Hypoxia within tumor microenvironment characterizes distinct genomic patterns and aids molecular subtyping for guiding individualized immunotherapy

Abstract Assessing the hypoxic status within the tumor microenvironment (TME) is crucial for its significant clinical relevance in evaluating drug resistance and tailoring individualized strategies. In this study, we proposed a robust pan-cancer hypoxic quantification method utilizing multiple public databases, diverse bioinformatics, and statistical methods. All tumor samples were classified into four subtypes: non-hypoxic/TMEhigh (C1), hypoxic/TMEhigh (C2), non-hypoxic/TMElow (C3), and hypoxic/TMElow (C4).
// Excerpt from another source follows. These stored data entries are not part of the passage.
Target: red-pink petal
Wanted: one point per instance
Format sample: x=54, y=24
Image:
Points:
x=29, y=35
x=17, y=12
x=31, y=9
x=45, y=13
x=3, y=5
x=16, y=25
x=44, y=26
We systematically analyzed multi-omics data and single-cell RNA-sequencing (scRNA-seq) data to reveal distinct immune landscape patterns and genomic characteristics among the four subtypes across pan-cancer. Furthermore, we employed multiple machine learning approaches to construct a hypoxic-TME model to enhance the predictive accuracy of immunotherapy response. Additionally, drug repositioning was implemented for cancer patients predicted as non-responders to immunotherapy. A pan-cancer analysis identified PDK1 as a hub gene linking tumor hypoxia, glycolysis, and immunotherapy resistance. In vivo experimental validation further confirmed that targeting PDK1 could improve the response to immunotherapy. Overall, our study may offer valuable insights for integrating hypoxic-TME classification into tumor staging and providing personalized strategies for cancer patients.